What does the left propose in the area of retirement? Not much. It's the same old mantra: tax the banks, tax the major corporations, tax the rich. It's a bit simplistic as well as eminently counter-productive because the French workforce is not very competitive as it is. French labor law, aggressive unions, and constant strikes are not apt to make big business want to invest in France. Consequently, many jobs have already been lost because companies have gone elsewhere. What the socialists don't appear to realize is that with every new demand that is made of those who provide the jobs, the risk of losing those jobs increases, and the fewer people are employed, the harder it is to fund things like retirement. It's not exactly rocket science.
So... I am torn, for while I believe the Sarkozy government needs to be watched carefully because it would be easy for them to go overboard, it's refreshing to see a government put the interest of the country above its desire to be reelected. I find myself grudgingly obliged to applaud and even admire the government's willingness to tackle extremely unpopular issues just because it needs to be done.

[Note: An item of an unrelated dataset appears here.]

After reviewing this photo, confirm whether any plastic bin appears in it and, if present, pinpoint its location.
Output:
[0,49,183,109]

Naturally, I wonder whether this is just a case of the old saw that when one is young, one votes left with one's heart whereas once one gets old, one votes right with one's head. The fact remains that if the 2012 French presidential election were held today, my vote would undoubtedly go to Sarkozy's party. It's actually something I worry about. On the other hand, having a direction, even if it is not one's preferred one, is probably better than to drift aimlessly. Clearly, this is where the similarities end: while the Republicans definitely have an agenda, it's hard to see where the political left in France is going. The campaign for the 2012 presidential election is going to be interesting indeed.